Friday, September 13, 2002

Tools I Use

Note: this is one of a series of cooking articles I'd started posting before I had the blog set up. I turned them into blog entries to keep them on the site.

In my opinion, and in that of practically everyone I know, a rice cooker is an absolute necessity. I'd rather give up the microwave than lose my rice cooker! And once you have a rice cooker, you'll find that you really do want to make rice constantly. I actually use the smallish-but-awesome Zojirushi NS-KCC05 (it has fuzzy logic!!) although I admit I scored it on sale. The fuzzy logic cookers are nice because they're much more forgiving, and they're much better at holding warm rice without burning it or drying it out. But fuzzy logic isn't necessary -- there's a great line of lower-cost Aroma
rice cookers
which I have used and which work perfectly fine. One note though -- do not buy a glass-lidded rice cooker! They are really just good steamers and do not work anything like a standard rice cooker. Avoid!!

Another thing I can't live without is my cast iron skillet (although I think you're better off checking your local hardware store or Kmart unless you've got a free shipping deal!) And don't believe all that nonsense about never touching it with soap! After it cools, give it a good wash with some regular detergent and a scrubber and then dry it thouroughly. This does not harm the seasoning in any way.

I was surprised to find bamboo cooking utensils available online (I pick mine up in a Chinatown grocery) but I can't recommend them enough. They're much better than wooden spoons and spatulas.

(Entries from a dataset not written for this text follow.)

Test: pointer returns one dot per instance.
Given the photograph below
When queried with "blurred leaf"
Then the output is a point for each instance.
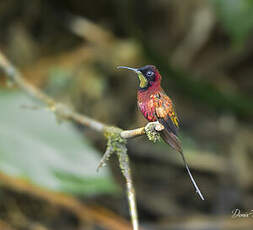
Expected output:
(35, 147)
(236, 17)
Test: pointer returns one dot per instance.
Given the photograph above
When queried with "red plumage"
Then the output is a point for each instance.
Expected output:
(155, 105)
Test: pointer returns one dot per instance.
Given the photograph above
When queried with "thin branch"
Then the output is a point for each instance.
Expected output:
(60, 109)
(116, 137)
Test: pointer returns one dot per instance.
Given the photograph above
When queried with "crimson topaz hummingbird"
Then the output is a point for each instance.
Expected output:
(155, 105)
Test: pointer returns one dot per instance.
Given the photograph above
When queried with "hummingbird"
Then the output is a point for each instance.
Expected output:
(155, 105)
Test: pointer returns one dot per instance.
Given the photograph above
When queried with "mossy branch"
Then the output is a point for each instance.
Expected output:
(117, 138)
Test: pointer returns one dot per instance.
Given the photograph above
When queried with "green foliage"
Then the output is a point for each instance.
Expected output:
(236, 17)
(35, 147)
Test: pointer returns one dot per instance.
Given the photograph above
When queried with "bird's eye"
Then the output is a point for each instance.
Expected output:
(150, 73)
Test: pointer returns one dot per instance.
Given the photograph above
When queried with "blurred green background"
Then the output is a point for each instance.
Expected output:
(70, 49)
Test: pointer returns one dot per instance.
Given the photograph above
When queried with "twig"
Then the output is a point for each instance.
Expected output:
(116, 137)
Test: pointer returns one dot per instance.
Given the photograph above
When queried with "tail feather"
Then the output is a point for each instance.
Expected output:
(174, 142)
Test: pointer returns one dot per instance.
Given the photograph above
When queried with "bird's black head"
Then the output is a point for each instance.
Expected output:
(148, 75)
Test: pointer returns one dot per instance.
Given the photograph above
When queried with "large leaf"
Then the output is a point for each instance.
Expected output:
(34, 146)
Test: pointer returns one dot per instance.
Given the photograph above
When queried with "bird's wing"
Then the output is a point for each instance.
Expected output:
(165, 113)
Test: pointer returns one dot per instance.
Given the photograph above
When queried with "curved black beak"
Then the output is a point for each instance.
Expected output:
(129, 68)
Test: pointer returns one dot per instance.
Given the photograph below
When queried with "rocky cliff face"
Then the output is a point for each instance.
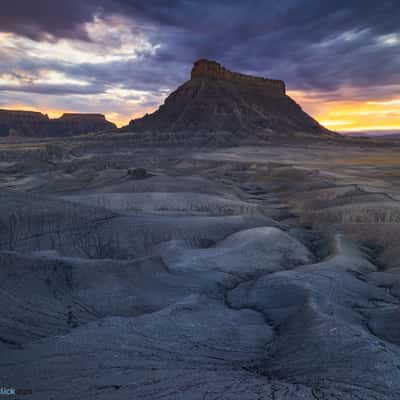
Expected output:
(35, 124)
(203, 69)
(216, 101)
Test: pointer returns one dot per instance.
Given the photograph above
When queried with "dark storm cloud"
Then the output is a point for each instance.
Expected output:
(316, 45)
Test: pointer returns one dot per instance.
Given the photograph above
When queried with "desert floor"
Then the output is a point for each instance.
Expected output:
(268, 272)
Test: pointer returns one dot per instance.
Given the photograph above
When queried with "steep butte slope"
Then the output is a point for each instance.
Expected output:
(215, 99)
(35, 124)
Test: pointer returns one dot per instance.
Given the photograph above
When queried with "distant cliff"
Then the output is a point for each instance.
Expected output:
(35, 124)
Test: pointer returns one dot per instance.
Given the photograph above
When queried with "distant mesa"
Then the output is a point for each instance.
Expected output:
(36, 124)
(219, 103)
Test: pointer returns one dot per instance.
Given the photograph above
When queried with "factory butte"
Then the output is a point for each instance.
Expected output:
(215, 105)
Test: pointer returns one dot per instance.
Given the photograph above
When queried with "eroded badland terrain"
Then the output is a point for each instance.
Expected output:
(174, 260)
(266, 272)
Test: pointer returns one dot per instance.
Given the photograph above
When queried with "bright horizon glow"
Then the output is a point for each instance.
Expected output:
(337, 115)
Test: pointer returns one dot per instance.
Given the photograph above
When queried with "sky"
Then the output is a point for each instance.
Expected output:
(340, 59)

I've finally been convinced of the good uses of citrus zests, which I'd always avoided until recently getting one of the great Microplane zesters. I'm totally a convert and I want the others in the line. I got the big flat one so I could also use it for ginger; but I want to get one I can use for cheese. (My brother got one of the handled ones, suitable for cheese, so I can see how he likes that one before I decide.) Anyway, this thing makes such perfect, light and non-bitter zest you can use it in anything and never notice it (except for the added flavor). A kitchen extra, but an important one.

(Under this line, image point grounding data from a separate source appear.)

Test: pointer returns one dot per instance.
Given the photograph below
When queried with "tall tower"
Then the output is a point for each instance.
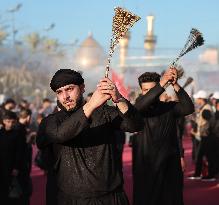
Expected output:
(150, 39)
(123, 49)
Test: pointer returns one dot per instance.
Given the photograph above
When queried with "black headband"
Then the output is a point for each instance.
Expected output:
(65, 77)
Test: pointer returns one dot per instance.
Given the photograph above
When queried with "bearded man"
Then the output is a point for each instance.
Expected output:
(82, 141)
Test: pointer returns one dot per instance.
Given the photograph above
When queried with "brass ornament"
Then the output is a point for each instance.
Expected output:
(123, 20)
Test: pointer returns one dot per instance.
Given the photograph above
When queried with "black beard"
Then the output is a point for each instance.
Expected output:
(78, 104)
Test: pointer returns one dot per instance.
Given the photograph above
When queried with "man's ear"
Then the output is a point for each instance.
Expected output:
(82, 88)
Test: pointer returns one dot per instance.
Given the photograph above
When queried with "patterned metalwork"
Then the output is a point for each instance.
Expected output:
(194, 40)
(122, 21)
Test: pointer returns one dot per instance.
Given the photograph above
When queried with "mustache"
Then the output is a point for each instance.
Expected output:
(68, 101)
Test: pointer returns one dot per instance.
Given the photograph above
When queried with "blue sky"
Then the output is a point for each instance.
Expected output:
(74, 19)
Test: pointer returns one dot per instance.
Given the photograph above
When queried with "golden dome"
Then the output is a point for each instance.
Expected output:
(89, 54)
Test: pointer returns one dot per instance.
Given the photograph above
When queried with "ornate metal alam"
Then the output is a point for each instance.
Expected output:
(123, 20)
(194, 40)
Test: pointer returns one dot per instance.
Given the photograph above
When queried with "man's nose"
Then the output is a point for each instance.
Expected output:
(66, 95)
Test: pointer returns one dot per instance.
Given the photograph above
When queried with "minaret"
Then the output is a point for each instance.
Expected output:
(150, 39)
(123, 48)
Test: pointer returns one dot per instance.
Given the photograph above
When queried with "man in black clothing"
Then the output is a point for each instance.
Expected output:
(10, 154)
(157, 172)
(83, 140)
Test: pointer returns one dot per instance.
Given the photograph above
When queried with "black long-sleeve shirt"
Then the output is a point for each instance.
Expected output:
(86, 159)
(159, 137)
(156, 157)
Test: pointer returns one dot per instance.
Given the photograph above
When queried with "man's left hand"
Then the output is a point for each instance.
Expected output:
(106, 86)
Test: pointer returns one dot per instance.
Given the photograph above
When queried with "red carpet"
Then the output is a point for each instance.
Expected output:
(195, 192)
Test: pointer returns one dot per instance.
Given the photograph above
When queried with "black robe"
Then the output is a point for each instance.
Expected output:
(11, 156)
(157, 173)
(86, 160)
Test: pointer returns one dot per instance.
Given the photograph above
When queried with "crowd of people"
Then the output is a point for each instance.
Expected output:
(81, 140)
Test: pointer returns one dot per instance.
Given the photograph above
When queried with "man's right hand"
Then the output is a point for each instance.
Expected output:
(97, 99)
(168, 76)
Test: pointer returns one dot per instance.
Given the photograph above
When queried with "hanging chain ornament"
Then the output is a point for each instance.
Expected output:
(122, 21)
(194, 40)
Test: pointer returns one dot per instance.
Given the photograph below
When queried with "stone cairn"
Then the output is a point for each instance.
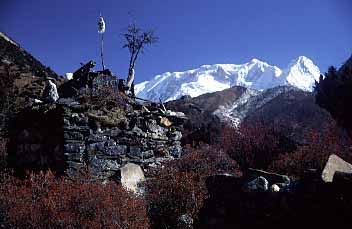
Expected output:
(82, 135)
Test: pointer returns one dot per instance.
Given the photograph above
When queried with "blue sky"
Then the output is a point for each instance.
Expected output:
(63, 33)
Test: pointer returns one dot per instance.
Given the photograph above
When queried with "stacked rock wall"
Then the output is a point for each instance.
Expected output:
(102, 141)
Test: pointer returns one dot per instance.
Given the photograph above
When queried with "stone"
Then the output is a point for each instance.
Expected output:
(175, 151)
(93, 138)
(148, 154)
(258, 184)
(185, 221)
(113, 132)
(116, 150)
(333, 165)
(74, 148)
(165, 122)
(70, 135)
(275, 188)
(102, 164)
(74, 157)
(175, 135)
(131, 176)
(134, 152)
(272, 178)
(50, 92)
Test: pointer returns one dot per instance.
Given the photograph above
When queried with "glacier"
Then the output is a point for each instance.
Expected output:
(256, 74)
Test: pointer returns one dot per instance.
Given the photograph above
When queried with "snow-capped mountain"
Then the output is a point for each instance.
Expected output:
(256, 74)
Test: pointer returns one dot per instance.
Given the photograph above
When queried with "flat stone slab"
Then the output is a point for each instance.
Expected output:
(131, 176)
(335, 164)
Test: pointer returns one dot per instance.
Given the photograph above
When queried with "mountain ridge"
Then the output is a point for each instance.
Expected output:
(255, 74)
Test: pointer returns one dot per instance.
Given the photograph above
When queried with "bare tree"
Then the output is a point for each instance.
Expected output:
(136, 40)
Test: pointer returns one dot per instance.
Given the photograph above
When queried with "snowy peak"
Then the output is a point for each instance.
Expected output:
(255, 74)
(301, 73)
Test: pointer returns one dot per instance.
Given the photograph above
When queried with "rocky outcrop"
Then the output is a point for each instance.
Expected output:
(84, 136)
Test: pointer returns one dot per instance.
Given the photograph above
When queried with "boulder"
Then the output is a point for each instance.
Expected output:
(131, 175)
(50, 92)
(185, 221)
(333, 165)
(258, 184)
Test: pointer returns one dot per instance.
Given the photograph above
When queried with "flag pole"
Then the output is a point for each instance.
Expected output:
(101, 30)
(102, 51)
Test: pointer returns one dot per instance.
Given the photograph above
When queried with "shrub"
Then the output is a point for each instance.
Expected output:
(180, 188)
(43, 201)
(255, 146)
(313, 155)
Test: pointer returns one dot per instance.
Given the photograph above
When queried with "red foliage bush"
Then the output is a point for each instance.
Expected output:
(3, 152)
(313, 155)
(43, 201)
(255, 146)
(179, 188)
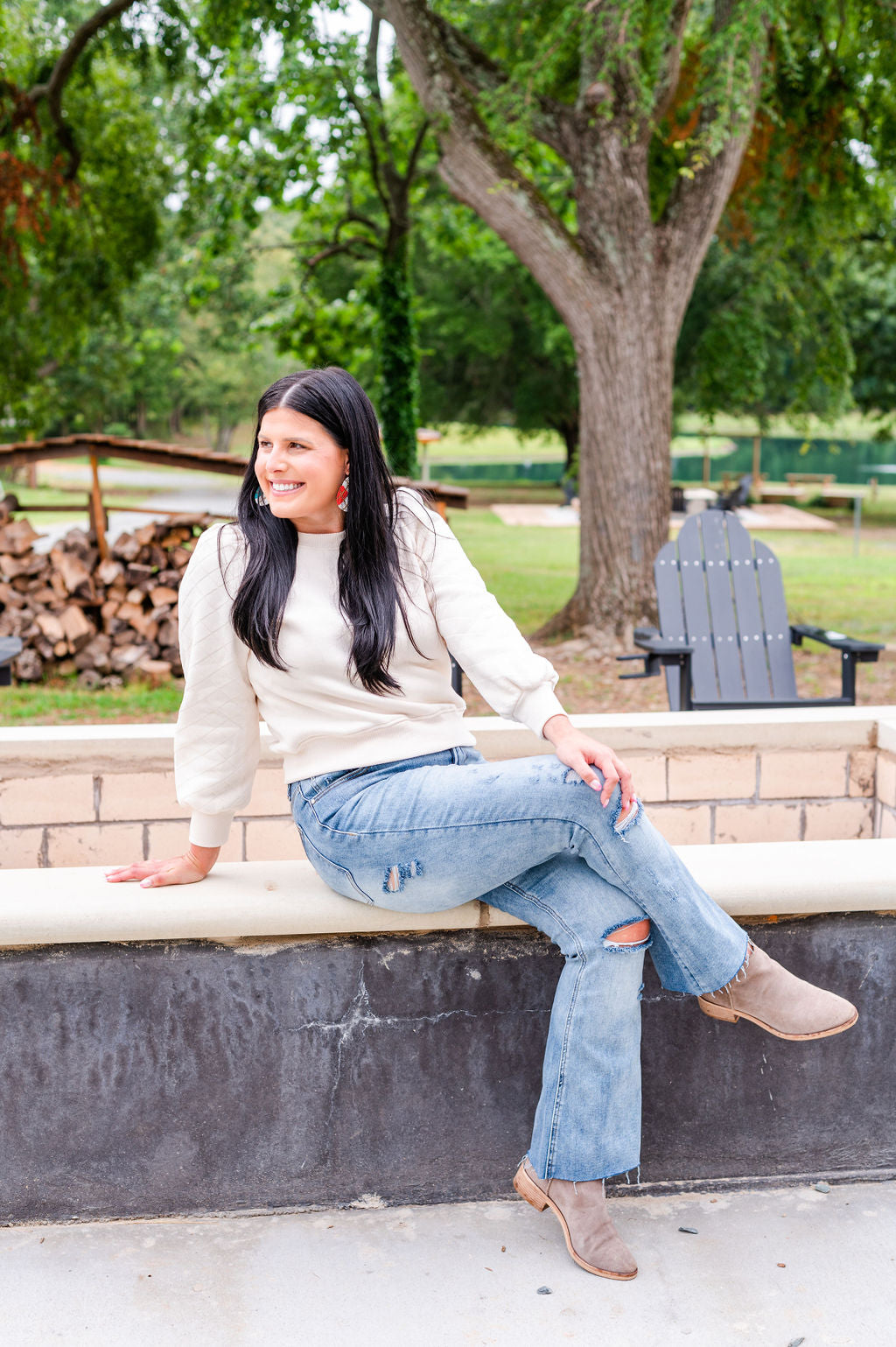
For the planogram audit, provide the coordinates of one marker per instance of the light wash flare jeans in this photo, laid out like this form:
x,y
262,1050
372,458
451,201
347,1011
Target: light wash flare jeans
x,y
531,838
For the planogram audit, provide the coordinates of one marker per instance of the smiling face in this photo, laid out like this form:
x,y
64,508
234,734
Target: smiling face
x,y
299,467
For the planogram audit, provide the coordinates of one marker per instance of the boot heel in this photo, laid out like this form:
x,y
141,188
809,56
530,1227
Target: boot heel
x,y
529,1191
717,1012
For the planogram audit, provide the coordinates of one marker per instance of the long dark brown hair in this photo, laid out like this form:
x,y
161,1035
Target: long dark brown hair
x,y
371,584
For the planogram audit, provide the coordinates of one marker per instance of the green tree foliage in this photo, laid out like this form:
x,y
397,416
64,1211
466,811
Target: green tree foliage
x,y
494,349
603,143
73,242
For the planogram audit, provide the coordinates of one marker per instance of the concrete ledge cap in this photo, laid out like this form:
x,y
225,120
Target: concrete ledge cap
x,y
287,899
26,750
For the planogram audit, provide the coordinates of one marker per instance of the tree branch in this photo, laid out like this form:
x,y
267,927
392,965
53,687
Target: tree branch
x,y
699,195
52,90
416,150
345,245
479,172
667,87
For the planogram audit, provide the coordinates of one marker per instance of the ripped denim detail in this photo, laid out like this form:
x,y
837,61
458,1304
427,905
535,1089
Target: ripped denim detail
x,y
621,826
396,874
626,946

And finally, anyone who cooks even half-seriously should invest in at least one really good knife -- the difference between cheap and good knives is amazing. Your one knife ought to be a chef's knife or the japanese equivalent, a santoku. I prefer the santoku, probably because I use it mainly on vegetables, which is really what it's designed for. But whichever type you pick, make getting a good knife a priority. You won't even believe the difference.